Figure BDA0003849052970000071
Figure BDA0003849052970000081
TABLE 1
And carrying out personal information desensitization processing aiming at the user behavior log of the search engine. And then sorting the behavior data of each user according to time by the desensitized data to obtain the search behavior and click behavior data of the single user.
The individual user behavior data aggregated together over time may then be divided into multiple data slices over a predetermined time period. And determining that the search behavior and the click behavior recorded in each data fragment have co-occurrence relation data, namely co-occurrence association relation. In this embodiment, the data fragmentation may be session, for example, and the predetermined time period may be 15 minutes, for example. Therefore, co-occurrence relation data of the user dimension can be obtained. Each piece of co-occurrence relationship data may include a web address url and a search term query, where the web address url and the search term query have a co-occurrence relationship, which indicates that a user clicking the web address url is more likely to initiate a search for the search term query. Exemplarily, in the present embodiment, the co-occurrence relationship data may be as shown in table 2, for example. The website url may be used as a key field, and the search term query may be used as a candidate search term field.
key candidate
url = Liu certain _ encyclopedia query = four king heaven
url = Liu certain _ encyclopedia query = flood a certain
url=ent.xxx.com query = Wu Mou
TABLE 2
And performing association counting on the website url and the search term query in the data fragment of each user. The co-occurrence relation data obtained by all the user behavior logs are statistically collected, and the occurrence times of the same co-occurrence relation data are accumulated to become the co-occurrence times of the co-occurrence relation data. And (4) sequencing the search word query corresponding to the same website url from high to low according to the co-occurrence times, and intercepting the n search word queries with the highest order as candidate search words. Where n is a positive integer, and may be set according to actual needs, for example, it may be 1000.

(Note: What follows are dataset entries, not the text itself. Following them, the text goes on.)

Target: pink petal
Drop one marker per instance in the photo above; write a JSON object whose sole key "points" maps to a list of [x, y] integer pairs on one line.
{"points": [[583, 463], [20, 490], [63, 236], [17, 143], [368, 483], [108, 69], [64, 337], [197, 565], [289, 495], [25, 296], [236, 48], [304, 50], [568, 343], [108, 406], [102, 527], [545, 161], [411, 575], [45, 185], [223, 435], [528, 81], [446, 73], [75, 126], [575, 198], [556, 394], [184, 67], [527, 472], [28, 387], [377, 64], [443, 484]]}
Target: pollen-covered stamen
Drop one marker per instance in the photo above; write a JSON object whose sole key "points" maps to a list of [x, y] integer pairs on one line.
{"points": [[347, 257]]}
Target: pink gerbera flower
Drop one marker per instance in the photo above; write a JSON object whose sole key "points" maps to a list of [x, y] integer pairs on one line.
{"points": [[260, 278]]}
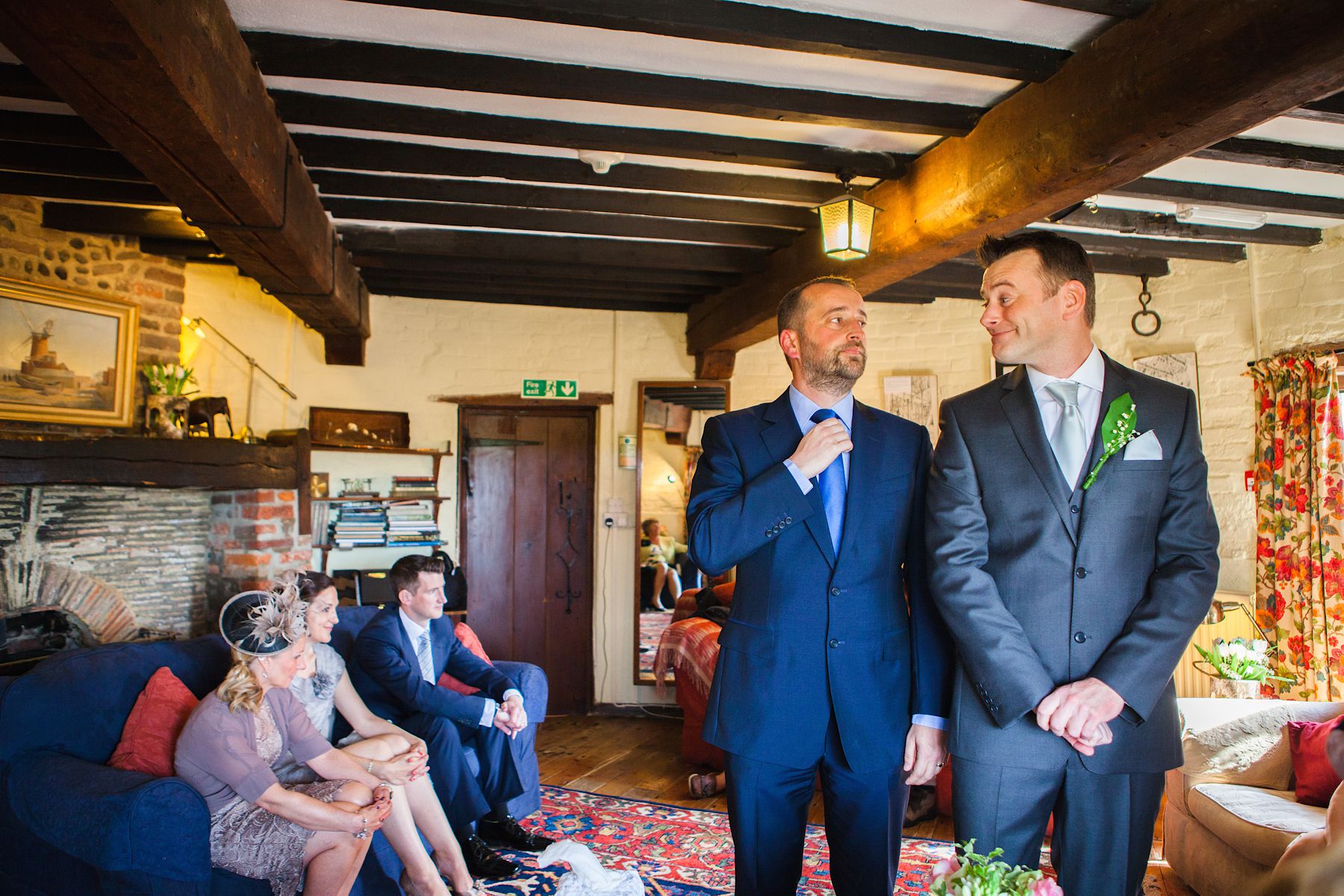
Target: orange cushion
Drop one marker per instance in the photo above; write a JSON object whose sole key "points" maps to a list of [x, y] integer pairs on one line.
{"points": [[473, 644], [151, 732]]}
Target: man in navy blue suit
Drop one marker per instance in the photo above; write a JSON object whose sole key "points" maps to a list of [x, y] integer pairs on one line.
{"points": [[399, 657], [833, 659]]}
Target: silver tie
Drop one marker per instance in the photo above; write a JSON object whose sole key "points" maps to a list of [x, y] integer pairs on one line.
{"points": [[423, 653], [1070, 438]]}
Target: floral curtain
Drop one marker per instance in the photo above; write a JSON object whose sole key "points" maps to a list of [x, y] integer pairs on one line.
{"points": [[1300, 519]]}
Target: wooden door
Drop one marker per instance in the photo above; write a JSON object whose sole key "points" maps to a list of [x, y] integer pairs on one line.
{"points": [[526, 488]]}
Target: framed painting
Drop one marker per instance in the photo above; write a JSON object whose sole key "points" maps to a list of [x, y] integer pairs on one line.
{"points": [[66, 358], [339, 426]]}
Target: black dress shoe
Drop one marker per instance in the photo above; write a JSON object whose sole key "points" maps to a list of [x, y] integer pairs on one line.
{"points": [[483, 862], [510, 833]]}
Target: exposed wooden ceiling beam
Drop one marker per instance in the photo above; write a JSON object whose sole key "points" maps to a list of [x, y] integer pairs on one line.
{"points": [[347, 112], [1276, 155], [558, 220], [305, 57], [494, 193], [358, 153], [206, 134], [573, 250], [1159, 225], [1120, 108], [779, 28], [1266, 200], [369, 262]]}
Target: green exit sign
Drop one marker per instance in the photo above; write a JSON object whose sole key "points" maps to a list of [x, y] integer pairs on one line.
{"points": [[551, 388]]}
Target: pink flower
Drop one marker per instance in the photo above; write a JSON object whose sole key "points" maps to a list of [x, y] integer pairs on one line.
{"points": [[945, 868], [1046, 887]]}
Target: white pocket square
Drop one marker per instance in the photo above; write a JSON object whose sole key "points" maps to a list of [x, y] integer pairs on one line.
{"points": [[1145, 448]]}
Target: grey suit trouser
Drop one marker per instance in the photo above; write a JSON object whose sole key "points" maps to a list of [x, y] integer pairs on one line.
{"points": [[1104, 824]]}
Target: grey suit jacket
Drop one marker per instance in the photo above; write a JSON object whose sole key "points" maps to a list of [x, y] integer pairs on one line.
{"points": [[1041, 586]]}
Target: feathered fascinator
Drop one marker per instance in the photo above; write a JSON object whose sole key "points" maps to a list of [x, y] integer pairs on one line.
{"points": [[260, 623]]}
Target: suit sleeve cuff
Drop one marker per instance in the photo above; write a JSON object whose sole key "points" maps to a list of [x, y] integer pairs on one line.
{"points": [[804, 482]]}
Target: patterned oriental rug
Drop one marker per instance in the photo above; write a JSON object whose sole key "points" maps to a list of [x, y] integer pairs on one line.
{"points": [[678, 852]]}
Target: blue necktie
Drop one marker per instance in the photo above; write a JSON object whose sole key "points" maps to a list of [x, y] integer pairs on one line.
{"points": [[833, 488]]}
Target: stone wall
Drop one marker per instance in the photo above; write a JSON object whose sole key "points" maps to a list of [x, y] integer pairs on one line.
{"points": [[109, 267]]}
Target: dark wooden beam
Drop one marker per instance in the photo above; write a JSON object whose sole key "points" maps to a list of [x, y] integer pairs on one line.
{"points": [[494, 193], [558, 220], [206, 134], [571, 250], [1121, 107], [371, 262], [1266, 200], [305, 57], [347, 112], [1276, 155], [1159, 225], [779, 28], [80, 188], [358, 153]]}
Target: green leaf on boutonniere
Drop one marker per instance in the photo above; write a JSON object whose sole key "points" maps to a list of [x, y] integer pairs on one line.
{"points": [[1117, 430]]}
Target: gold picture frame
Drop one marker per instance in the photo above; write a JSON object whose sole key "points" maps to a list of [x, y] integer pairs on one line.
{"points": [[65, 356]]}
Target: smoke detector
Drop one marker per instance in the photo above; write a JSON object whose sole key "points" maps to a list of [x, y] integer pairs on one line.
{"points": [[601, 160]]}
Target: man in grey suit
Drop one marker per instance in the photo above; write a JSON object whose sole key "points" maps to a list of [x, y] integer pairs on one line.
{"points": [[1070, 597]]}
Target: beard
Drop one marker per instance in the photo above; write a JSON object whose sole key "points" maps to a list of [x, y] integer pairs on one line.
{"points": [[833, 371]]}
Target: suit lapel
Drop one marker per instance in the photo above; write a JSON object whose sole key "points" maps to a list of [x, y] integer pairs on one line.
{"points": [[781, 437], [1024, 417]]}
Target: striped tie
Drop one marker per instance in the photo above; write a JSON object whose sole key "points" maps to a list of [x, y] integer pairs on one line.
{"points": [[423, 653]]}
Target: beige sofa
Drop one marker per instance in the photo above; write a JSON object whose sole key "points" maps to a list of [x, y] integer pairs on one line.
{"points": [[1230, 809]]}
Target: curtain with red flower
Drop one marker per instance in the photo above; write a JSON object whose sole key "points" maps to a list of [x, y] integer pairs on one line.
{"points": [[1300, 519]]}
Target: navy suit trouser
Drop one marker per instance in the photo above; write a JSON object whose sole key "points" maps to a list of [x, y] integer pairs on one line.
{"points": [[768, 812], [467, 797]]}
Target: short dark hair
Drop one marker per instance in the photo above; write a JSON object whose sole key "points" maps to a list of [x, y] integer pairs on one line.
{"points": [[405, 573], [312, 583], [791, 307], [1061, 258]]}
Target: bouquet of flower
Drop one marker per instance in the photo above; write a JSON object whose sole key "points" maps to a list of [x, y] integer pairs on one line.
{"points": [[1239, 660], [168, 379], [974, 875]]}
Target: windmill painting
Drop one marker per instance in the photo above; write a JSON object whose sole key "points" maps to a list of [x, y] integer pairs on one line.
{"points": [[66, 358]]}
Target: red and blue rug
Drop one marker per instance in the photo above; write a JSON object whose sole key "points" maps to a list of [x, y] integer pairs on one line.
{"points": [[676, 850]]}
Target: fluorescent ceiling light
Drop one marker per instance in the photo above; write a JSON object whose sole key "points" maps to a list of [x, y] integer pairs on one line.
{"points": [[1216, 217]]}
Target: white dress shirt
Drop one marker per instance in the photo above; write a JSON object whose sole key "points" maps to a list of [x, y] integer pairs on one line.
{"points": [[803, 410], [1090, 378], [414, 630]]}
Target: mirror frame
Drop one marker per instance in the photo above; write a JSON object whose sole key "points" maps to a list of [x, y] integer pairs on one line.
{"points": [[638, 491]]}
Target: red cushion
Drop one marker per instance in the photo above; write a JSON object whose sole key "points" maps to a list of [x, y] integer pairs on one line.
{"points": [[151, 732], [473, 644], [1316, 778]]}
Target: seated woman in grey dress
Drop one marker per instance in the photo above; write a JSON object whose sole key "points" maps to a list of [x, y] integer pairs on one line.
{"points": [[382, 748], [238, 735]]}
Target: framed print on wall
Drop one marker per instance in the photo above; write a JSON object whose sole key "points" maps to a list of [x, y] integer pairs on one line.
{"points": [[65, 356]]}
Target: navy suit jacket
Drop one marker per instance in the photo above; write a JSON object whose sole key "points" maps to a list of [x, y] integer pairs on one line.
{"points": [[812, 633], [386, 672]]}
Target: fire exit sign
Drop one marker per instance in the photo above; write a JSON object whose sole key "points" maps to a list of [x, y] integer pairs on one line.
{"points": [[551, 388]]}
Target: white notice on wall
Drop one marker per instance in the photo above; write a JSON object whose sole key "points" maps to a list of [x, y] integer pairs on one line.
{"points": [[914, 398]]}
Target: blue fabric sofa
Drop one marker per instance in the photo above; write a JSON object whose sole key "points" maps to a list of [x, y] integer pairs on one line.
{"points": [[72, 825]]}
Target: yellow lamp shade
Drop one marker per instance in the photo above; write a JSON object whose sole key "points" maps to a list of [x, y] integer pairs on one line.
{"points": [[846, 227]]}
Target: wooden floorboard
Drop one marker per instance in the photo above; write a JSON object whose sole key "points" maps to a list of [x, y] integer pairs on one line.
{"points": [[638, 758]]}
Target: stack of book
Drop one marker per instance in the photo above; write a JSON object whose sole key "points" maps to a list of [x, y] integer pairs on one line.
{"points": [[411, 523], [359, 524], [414, 487]]}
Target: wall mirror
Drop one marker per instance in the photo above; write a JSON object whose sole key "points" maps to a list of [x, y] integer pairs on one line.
{"points": [[672, 415]]}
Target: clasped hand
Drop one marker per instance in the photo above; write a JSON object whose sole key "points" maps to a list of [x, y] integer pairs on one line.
{"points": [[1078, 712]]}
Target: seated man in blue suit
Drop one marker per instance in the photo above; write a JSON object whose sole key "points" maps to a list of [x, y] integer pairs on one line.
{"points": [[833, 659], [398, 659]]}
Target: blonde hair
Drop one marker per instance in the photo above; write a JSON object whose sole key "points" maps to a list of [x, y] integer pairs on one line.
{"points": [[240, 688]]}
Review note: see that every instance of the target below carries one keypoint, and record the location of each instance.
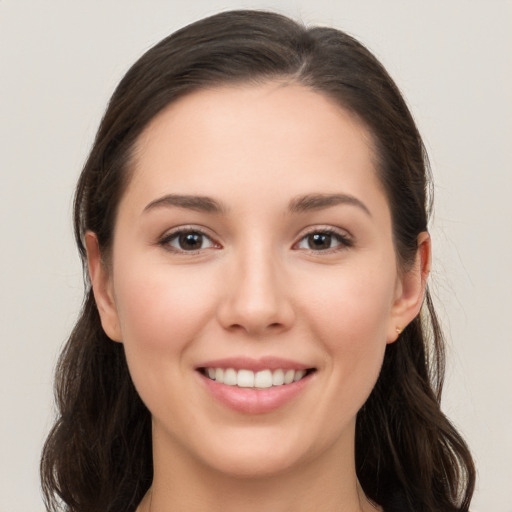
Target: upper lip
(262, 363)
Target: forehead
(266, 138)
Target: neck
(327, 483)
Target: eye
(187, 240)
(324, 240)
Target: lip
(250, 400)
(256, 365)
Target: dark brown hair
(98, 454)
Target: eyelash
(344, 241)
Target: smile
(257, 380)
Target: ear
(102, 288)
(410, 289)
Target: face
(253, 246)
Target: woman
(253, 221)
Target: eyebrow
(299, 204)
(319, 201)
(199, 203)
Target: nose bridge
(257, 295)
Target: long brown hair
(98, 454)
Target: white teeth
(278, 378)
(249, 379)
(298, 375)
(263, 379)
(245, 379)
(230, 377)
(288, 376)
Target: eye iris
(320, 241)
(190, 241)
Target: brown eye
(187, 241)
(319, 241)
(323, 241)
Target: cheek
(350, 318)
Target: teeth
(288, 376)
(249, 379)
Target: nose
(256, 297)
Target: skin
(255, 287)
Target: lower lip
(255, 401)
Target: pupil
(190, 241)
(320, 241)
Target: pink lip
(256, 365)
(254, 401)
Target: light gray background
(59, 63)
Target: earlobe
(411, 289)
(102, 288)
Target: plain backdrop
(59, 63)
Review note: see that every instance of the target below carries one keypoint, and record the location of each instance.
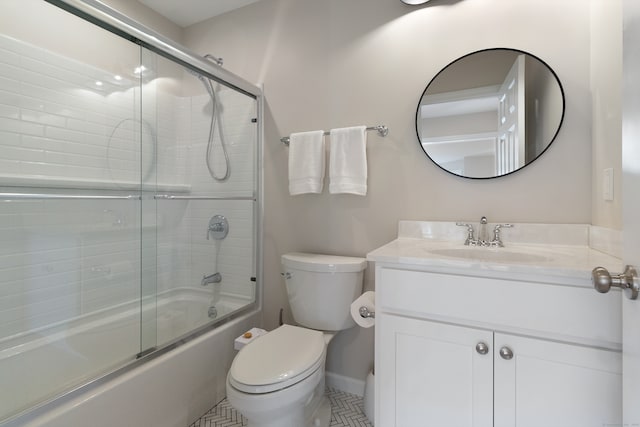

The method for acquiring data of a plurality of co-occurrence relationships shown above is further described with reference to fig. 4 and 5 in conjunction with a specific embodiment. Those skilled in the art will appreciate that the following example embodiments are only for the understanding of the present disclosure, and the present disclosure is not limited thereto.
Fig. 4 schematically shows a schematic diagram of a method of acquiring multiple co-occurrence relationship data according to an embodiment of the present disclosure.
In processing search engine user behavior logs, it is shown in fig. 4 that PC (personal computer) side behavior logs and mobile side behavior logs in time units of days may be introduced. The PC side behavior log is a user behavior log recorded by a PC side web page search engine, and the mobile side behavior log is a user behavior log recorded by a mobile side web page search engine. And respectively extracting data from the PC side behavior log and the mobile side behavior log to obtain user behavior characterization data of different search engine scenes, and then merging the two characterization data. And grouping according to the combined behavior data and users, wherein the data corresponding to each user is divided into one group. And then segmenting each group of data, and mining co-occurrence relation data according to segmented data segments to obtain day-level co-occurrence relation data.
Fig. 5 schematically illustrates a method of acquiring multiple co-occurrence relationship data according to another embodiment of the present disclosure.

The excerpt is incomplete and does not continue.